Cécile Mérieux – Cité du Vatican
Grande de presque 84 000 km2, la Guyane a sa part des 5,5 millions de km2 de l’Amazonie. Mais comme le fait remarquer l’évêque de Cayenne, Mgr Emmanuel Lafont, la situation est singulière pour la Guyane par rapport aux neuf autres pays, «dans la mesure où nous ne sommes pas un État indépendant mais nous dépendons de l’État français».
L’appartenance à la nation française n’est pas évidente pour les peuples indigènes. Pour Maryse Gauthier, présidente du Secours Catholique - Caritas France en Guyane, l’intervention française, par la diffusion de sa culture auprès des citoyens français amérindiens, reste la cause de difficultés que rencontrent encore aujourd’hui les peuples autochtones: «On leur a imposé l’éducation sans tenir compte de l’organisation sociétale qui existait chez les Amérindiens. Ça a été un choc qui se répercute encore aujourd’hui, on assiste à la fuite de cette connaissance ancestrale de la société amérindienne, et en même temps, ils ne sont pas totalement intégrés dans ce modèle français qu’on leur propose.»
Les six peuples amérindiens de Guyane se considèrent comme des "nations" différentes par leur langue, leur mode de vie et coutumes. «Ces nations amérindiennes, rapporte Maryse Gauthier, qui cohabitent sur le territoire guyanais, sont solidaires entrent elles face à l’État français pour demander qu’elles soient reconnues, et qu’on leur redonne leur autonomie qu’elles avaient avant qu’on les intègre dans le département français.» Une de leur principale revendication est que l’État français reconnaisse la convention 169 de l’Organisation Internationale du Travail qui donne l’autonomie de gestion du territoire aux communautés.
Les manifestations d’avril 2017 en Guyane ont été l’occasion pour les peuples indigènes de mettre en lumière les problématiques qu’ils rencontrent. «Ils ont obtenu, mais uniquement sur le papier pour le moment, qu’on leur réattribue 400 000 hectares de terre pour qu’ils en fassent une autogestion comme ils le demandent», indique la présidente de Caritas en Guyane.
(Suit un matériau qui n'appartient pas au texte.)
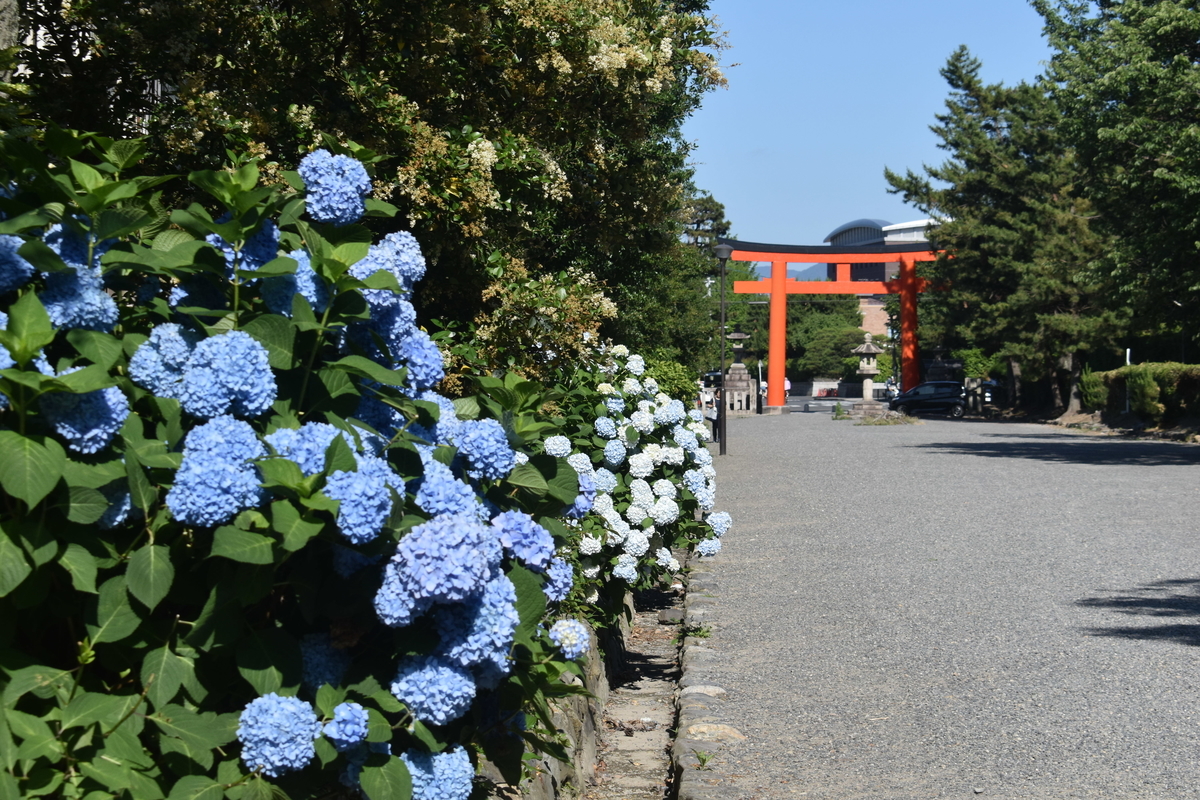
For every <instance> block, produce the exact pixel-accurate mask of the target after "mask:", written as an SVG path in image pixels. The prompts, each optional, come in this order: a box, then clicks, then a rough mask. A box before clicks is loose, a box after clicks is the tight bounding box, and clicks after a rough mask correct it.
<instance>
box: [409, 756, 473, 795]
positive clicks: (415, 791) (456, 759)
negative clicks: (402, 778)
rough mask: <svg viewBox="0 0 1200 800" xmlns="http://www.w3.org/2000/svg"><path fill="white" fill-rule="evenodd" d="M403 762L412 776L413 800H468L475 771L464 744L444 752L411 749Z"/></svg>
mask: <svg viewBox="0 0 1200 800" xmlns="http://www.w3.org/2000/svg"><path fill="white" fill-rule="evenodd" d="M401 759H402V760H403V762H404V765H406V766H407V768H408V774H409V775H412V776H413V800H467V798H469V796H470V788H472V782H473V781H474V780H475V768H474V766H472V764H470V756H468V754H467V751H466V750H463V747H462V745H455V746H454V747H451V748H450V750H448V751H445V752H442V753H424V752H421V751H419V750H409V751H407V752H404V753H402V754H401Z"/></svg>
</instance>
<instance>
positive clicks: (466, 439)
mask: <svg viewBox="0 0 1200 800" xmlns="http://www.w3.org/2000/svg"><path fill="white" fill-rule="evenodd" d="M457 441H458V452H460V453H462V455H463V456H464V457H466V458H467V462H468V463H469V464H470V468H472V469H473V470H474V471H476V473H479V475H480V476H482V477H485V479H490V480H498V479H502V477H504V476H505V475H508V474H509V473H511V471H512V468H514V467H516V453H515V452H514V450H512V447H510V446H509V438H508V435H506V434H505V433H504V427H503V426H502V425H500V423H499V422H497V421H496V420H466V421H463V423H462V428H461V429H460V431H458V437H457Z"/></svg>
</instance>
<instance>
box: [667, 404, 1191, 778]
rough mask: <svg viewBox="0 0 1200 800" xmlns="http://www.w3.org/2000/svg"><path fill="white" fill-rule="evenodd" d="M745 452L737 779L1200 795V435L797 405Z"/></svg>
mask: <svg viewBox="0 0 1200 800" xmlns="http://www.w3.org/2000/svg"><path fill="white" fill-rule="evenodd" d="M728 451H730V455H728V456H726V457H724V458H718V459H716V464H718V470H719V473H720V477H721V488H720V497H719V500H720V505H721V507H722V509H728V510H730V511H731V512H732V513H733V518H734V525H733V529H732V530H731V531H730V533H728V534H727V535H726V536H725V540H724V549H722V552H721V553H720V554H719V555H718V557H715V559H712V560H710V561H708V565H709V569H710V570H712V572H710V575H712V579H713V582H714V585H715V588H710V589H708V590H707V593H708V594H709V595H715V601H713V603H712V606H710V607H708V608H707V610H706V615H704V620H706V624H707V625H709V626H710V628H712V632H710V636H709V638H708V640H707V642H706V643H704V645H706V648H709V649H710V650H712V651H713V652H712V654H710V657H708V658H706V660H703V664H702V666H701V667H698V668H697V669H698V672H700V673H701V674H694V675H690V676H688V675H685V678H684V681H685V684H688V682H690V684H696V682H703V684H713V685H718V686H721V687H724V688H725V690H726V692H727V693H726V694H724V698H725V699H724V702H722V703H721V704H720V711H719V716H720V721H721V722H725V723H728V724H731V726H733V727H736V728H737V729H739V730H740V732H742V733H743V734H745V736H746V739H745V740H744V741H739V740H737V739H736V738H734V739H732V740H731V742H730V744H726V745H722V746H721V747H720V748H719V751H718V752H716V753H715V754H714V756H713V757H712V758H710V760H709V763H708V768H709V769H708V770H706V772H704V781H703V783H704V784H706V786H708V787H710V790H712V793H714V796H716V795H719V796H721V798H727V799H730V800H734V799H742V800H746V799H751V798H752V799H760V800H766V799H775V798H805V799H806V800H818V799H820V800H826V799H828V800H852V799H854V798H871V799H874V800H878V799H886V800H899V799H907V798H919V799H922V800H929V799H930V798H978V796H983V798H1004V799H1018V798H1022V799H1024V798H1027V799H1031V800H1032V799H1037V800H1046V799H1050V798H1123V799H1129V798H1156V799H1163V800H1178V799H1182V798H1195V796H1200V759H1198V758H1196V752H1200V670H1198V667H1200V536H1198V529H1200V521H1198V519H1200V518H1198V515H1196V510H1198V509H1200V503H1198V501H1200V447H1198V446H1195V445H1182V444H1175V443H1157V441H1138V440H1124V439H1118V438H1111V437H1108V438H1106V437H1096V435H1082V434H1078V433H1072V432H1068V431H1063V429H1058V428H1051V427H1044V426H1034V425H1022V423H995V422H974V421H952V420H943V419H930V420H926V421H924V422H923V423H920V425H913V426H892V427H865V426H864V427H857V426H854V425H852V423H851V422H848V421H844V422H833V421H830V419H829V416H828V415H823V414H822V415H815V414H793V415H790V416H774V417H770V416H768V417H752V419H746V420H731V421H730V444H728ZM697 796H698V795H697Z"/></svg>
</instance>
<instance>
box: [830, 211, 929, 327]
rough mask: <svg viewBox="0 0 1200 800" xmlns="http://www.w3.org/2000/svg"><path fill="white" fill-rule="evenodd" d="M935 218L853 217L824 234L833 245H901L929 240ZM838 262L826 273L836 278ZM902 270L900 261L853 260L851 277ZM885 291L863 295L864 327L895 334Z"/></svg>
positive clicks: (876, 278) (863, 324)
mask: <svg viewBox="0 0 1200 800" xmlns="http://www.w3.org/2000/svg"><path fill="white" fill-rule="evenodd" d="M931 224H934V221H932V219H913V221H912V222H900V223H896V224H892V223H889V222H888V221H887V219H866V218H864V219H853V221H851V222H847V223H846V224H844V225H839V227H838V228H834V229H833V231H832V233H830V234H829V235H828V236H826V237H824V241H826V243H828V245H833V246H839V245H841V246H846V245H854V246H865V245H899V243H907V242H923V241H929V239H928V237H926V236H925V231H926V230H928V228H929V225H931ZM836 269H838V267H836V265H835V264H827V265H826V273H827V276H828V278H829V279H830V281H833V279H835V278H836ZM899 271H900V264H899V263H898V261H888V263H882V261H881V263H878V264H851V265H850V279H851V281H890V279H892V278H894V277H895V276H896V272H899ZM883 301H884V296H883V295H859V296H858V309H859V311H860V312H862V313H863V330H864V331H866V332H869V333H871V335H872V336H892V331H889V330H888V313H887V311H886V308H884V302H883Z"/></svg>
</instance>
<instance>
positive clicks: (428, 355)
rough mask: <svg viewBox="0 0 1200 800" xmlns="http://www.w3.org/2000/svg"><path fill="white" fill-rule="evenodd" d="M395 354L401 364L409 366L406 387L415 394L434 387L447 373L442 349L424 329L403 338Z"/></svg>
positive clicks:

Mais Maryse Gauthier regrette que des mesures prises depuis la métropole soient appliquées dans le département guyanais sans connaissance des réalités amazoniennes. Bien souvent, cette législation extraterritoriale entrave le mode de vie des communautés indigènes, sans toutefois les protéger contre les menaces qui pèsent sur eux. Maryse Gauthier donne l’exemple de la restriction de la chasse décidée par l’Office National des Forêts et appliquée sur tout le territoire français, y compris la Guyane. «Les peuples amérindiens ont démontré leur capacité à préserver la nature, à permettre qu’elle se reproduise, parce qu’ils en vivent, et aujourd’hui ce sont des bureaucrates français qui veulent venir leur expliquer comment est ce qu’ils doivent chasser chez eux».